Figure 3: Effect of drying methods on the DPPH radical-scavenging activity (mean ± SD) of purslane leaves. Identical letters above the bars (within the same compounds) indicate no significant difference (level of significance p<0.05).

nutrition-food-sciences-radical-scavenging

Figure 4: Effect of drying methods on the ABTS•+ scavenging capacity (mean ± SD) of purslane leaves. Identical letters above the bars (within the same compounds) indicate no significant difference (level of significance p<0.05).

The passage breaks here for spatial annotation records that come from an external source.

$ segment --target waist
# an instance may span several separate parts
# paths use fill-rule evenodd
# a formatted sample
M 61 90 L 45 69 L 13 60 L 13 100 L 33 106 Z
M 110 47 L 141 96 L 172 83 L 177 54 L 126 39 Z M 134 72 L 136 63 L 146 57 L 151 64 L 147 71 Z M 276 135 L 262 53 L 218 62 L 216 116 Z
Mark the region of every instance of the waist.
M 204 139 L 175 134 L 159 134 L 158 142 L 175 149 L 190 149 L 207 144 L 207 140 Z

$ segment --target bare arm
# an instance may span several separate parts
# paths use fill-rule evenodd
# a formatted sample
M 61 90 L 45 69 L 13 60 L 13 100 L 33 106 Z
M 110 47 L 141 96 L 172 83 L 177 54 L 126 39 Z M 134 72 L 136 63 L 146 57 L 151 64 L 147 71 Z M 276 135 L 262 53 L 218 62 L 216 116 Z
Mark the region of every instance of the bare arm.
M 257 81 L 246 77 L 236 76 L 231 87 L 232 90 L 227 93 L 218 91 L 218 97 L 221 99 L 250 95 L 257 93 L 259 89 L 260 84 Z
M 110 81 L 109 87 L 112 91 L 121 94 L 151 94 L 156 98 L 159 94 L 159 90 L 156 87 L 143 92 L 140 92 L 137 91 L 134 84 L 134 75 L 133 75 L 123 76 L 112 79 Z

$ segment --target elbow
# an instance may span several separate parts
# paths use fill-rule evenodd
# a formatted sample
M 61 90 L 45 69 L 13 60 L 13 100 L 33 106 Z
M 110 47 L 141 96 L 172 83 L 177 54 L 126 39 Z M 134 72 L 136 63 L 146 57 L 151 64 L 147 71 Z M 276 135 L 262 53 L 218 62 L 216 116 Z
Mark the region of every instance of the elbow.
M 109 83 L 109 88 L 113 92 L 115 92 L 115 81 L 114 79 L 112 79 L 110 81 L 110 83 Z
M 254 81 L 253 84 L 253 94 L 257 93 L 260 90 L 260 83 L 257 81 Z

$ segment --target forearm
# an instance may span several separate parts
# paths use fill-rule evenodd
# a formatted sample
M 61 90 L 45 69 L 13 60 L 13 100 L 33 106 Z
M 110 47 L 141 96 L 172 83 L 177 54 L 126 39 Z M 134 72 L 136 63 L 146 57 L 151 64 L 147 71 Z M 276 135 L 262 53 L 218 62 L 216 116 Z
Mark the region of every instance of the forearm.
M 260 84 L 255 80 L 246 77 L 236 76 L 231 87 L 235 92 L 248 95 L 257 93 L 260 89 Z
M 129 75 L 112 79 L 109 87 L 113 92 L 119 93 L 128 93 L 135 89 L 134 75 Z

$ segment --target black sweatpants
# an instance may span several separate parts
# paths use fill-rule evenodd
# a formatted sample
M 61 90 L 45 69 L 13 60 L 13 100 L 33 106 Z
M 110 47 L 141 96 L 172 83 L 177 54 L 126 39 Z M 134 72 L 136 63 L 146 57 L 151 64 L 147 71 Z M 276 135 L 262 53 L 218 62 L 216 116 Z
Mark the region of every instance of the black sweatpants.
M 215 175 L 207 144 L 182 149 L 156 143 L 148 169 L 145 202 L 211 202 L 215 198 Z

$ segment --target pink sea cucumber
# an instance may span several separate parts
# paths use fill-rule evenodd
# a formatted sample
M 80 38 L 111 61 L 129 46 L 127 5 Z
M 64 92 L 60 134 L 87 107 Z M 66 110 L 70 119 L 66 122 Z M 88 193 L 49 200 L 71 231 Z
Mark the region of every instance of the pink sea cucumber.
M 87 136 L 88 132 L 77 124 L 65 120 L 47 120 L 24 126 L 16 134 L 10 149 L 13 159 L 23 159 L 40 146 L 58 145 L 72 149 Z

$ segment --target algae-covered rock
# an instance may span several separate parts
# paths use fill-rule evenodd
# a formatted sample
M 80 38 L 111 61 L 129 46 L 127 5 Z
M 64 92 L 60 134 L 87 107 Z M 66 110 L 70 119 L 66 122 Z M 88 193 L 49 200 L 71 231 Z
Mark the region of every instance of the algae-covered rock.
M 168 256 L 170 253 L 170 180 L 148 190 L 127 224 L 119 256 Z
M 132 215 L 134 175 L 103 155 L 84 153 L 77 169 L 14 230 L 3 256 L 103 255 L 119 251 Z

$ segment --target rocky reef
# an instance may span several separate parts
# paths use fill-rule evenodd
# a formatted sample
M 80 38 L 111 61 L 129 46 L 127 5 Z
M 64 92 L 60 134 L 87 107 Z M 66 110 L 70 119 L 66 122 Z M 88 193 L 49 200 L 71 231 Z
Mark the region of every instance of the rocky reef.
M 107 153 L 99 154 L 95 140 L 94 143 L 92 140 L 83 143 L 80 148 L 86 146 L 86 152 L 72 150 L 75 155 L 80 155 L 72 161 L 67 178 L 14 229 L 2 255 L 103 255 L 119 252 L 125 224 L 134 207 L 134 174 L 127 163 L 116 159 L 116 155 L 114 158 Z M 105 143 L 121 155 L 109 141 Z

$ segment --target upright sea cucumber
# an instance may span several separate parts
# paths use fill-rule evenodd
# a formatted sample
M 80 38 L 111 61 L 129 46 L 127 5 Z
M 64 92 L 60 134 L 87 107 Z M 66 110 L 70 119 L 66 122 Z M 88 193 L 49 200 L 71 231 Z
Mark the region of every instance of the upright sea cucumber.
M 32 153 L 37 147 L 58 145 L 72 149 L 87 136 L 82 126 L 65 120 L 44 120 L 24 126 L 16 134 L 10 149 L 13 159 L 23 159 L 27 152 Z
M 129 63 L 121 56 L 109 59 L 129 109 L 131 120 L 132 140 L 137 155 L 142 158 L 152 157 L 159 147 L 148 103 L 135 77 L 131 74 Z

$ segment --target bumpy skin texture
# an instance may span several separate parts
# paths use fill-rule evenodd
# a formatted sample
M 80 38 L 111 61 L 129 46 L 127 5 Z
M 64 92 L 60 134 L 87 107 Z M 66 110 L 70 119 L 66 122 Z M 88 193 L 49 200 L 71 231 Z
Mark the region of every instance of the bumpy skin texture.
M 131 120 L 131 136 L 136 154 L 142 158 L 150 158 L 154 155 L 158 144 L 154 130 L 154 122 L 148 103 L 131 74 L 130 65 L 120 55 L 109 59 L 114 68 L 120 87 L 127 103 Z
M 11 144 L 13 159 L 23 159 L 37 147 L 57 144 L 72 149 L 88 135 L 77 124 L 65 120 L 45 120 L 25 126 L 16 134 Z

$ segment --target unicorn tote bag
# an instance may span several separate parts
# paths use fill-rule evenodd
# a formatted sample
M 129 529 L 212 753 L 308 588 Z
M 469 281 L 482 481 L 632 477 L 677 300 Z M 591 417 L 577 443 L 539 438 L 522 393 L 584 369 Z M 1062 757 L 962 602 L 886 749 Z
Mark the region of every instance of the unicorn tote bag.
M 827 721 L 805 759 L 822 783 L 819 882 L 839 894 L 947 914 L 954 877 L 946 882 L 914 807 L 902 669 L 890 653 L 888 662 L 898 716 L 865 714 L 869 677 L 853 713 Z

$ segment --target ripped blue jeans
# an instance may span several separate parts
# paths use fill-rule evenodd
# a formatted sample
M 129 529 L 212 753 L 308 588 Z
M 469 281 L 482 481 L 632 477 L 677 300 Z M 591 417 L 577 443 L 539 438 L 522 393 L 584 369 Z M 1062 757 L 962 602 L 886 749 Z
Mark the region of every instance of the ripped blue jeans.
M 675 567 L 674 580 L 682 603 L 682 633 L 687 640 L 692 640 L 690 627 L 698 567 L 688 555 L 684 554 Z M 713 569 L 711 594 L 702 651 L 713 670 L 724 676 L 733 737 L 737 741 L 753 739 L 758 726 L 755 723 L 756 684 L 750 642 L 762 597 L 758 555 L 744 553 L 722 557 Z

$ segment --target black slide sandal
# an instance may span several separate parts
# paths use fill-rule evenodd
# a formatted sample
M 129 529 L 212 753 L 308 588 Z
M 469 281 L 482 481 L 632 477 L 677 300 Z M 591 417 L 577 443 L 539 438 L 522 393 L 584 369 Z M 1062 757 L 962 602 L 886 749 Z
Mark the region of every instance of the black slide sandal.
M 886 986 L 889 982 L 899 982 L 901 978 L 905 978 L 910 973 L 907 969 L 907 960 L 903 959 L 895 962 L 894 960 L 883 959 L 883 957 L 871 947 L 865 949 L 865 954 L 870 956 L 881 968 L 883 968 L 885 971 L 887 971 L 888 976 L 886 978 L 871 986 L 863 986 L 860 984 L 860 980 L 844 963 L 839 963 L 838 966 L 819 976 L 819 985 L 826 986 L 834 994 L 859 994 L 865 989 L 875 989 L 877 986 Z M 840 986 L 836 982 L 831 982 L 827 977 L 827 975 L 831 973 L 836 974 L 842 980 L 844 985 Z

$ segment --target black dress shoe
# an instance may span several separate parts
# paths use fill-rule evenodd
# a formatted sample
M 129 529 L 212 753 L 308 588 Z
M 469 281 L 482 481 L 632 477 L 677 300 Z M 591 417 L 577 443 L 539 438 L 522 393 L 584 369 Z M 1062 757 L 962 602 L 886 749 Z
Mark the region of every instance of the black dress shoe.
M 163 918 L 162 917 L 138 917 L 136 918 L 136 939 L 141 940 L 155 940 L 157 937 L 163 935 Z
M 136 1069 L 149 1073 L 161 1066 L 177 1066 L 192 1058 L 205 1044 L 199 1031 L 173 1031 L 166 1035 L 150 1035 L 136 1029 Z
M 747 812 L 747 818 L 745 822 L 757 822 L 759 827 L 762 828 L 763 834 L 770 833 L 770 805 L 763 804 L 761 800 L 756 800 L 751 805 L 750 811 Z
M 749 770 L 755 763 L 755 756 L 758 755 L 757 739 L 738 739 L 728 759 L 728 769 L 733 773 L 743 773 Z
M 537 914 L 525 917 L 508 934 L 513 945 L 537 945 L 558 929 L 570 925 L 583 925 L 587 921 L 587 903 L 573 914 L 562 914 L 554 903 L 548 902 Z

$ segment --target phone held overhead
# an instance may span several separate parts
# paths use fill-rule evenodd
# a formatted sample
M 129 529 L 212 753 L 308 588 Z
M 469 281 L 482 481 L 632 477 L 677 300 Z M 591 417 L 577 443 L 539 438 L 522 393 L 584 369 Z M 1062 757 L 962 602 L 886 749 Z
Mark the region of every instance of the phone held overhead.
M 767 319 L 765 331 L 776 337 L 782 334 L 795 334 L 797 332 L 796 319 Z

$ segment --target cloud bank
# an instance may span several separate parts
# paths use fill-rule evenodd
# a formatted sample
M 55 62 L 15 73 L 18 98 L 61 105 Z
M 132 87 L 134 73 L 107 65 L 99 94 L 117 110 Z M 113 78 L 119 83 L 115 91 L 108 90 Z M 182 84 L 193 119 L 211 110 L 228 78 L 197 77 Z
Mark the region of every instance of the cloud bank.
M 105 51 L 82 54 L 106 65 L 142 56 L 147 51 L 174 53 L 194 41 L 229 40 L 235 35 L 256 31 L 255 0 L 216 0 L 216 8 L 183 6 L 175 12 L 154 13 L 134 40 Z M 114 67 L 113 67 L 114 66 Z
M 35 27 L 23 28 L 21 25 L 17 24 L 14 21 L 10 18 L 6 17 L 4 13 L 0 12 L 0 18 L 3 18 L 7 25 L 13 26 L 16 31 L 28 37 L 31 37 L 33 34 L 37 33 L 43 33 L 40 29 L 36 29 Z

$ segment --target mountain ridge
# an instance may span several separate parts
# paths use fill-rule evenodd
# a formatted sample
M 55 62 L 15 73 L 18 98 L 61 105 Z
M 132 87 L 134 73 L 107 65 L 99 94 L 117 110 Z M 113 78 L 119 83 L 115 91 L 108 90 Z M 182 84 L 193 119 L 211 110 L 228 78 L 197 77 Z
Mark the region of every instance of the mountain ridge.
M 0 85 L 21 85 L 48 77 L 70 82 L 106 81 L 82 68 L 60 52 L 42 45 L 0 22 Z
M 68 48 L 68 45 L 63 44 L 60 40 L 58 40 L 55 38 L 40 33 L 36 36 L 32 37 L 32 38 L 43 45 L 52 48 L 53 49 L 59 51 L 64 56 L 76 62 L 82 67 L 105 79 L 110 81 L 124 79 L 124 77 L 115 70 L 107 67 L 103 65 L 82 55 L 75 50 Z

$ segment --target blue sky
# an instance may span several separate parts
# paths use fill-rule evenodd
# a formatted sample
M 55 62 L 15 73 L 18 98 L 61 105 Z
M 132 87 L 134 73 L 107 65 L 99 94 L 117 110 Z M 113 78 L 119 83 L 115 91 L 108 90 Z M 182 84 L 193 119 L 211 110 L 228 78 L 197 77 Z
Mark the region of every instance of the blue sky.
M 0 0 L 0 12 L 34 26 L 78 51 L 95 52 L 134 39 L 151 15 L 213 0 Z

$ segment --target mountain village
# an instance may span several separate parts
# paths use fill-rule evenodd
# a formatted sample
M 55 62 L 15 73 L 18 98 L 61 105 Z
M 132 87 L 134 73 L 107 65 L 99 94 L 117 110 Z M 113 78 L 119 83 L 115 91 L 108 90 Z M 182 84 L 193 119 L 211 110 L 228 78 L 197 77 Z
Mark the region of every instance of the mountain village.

Antioxidant capacity of purslane leaves may be related to the amount of pigments, total phenolics and flavonoids. Since these compounds act as scavengers of the free radicals produced during oxidation reactions. In order to explore the influence of the phytochemical compounds on purslane leaves antioxidants capacity, linear correlation coefficient was determined between the antioxidant capacity and the main antioxidants studied. The higher correlation for DPPH and ABTS was in order total phenolics (R2= 0.9043-0.9885) > total flavonoids (R2= 0.4993-0.6068)>chlorophyll a (R2=0.3791-0.4086)>β-carotene (R2=0.0664-0.0793)>chlorophyll b (R2=0.0219-0.0601). Increasing correlation between antioxidant activity and total phenolics content has been reported during food dehydration [54,55]. Based on our results, total phenolics and flavonoids are useful predictors of antioxidant capacity of purslane leaves. Thus, purslane leaves could be considered as an important source of biologically active components with high antioxidant capacity.

Conclusions

The results in this study are essential in order to obtain the optimum benefits of bioactive compounds present in purslane leaves during drying. According to its high phytochemicals content and antioxidant capacity purslane is considered to be a potential dried product. All studied drying methods (hot-air, microwave, freezedrying) had adverse effects on total phenolics and flavonoids contents and antioxidant capacity of purslane leaves. Hot-air drying and freezedrying had the lowest negative effects. Microwave drying had a clear negative effect on the antioxidant capacity of purslane leaves. Based on this study, a high correlation was observed between total phenolics content with purslane leaves antioxidant capacity determined by DPPH and ABTS assays. Thus, this plant could be considered as an important source of biologically active components with high antioxidant activity to assess the requirements of today’s consumers, who are very interested in the potential role of functional or nutraceutical foods.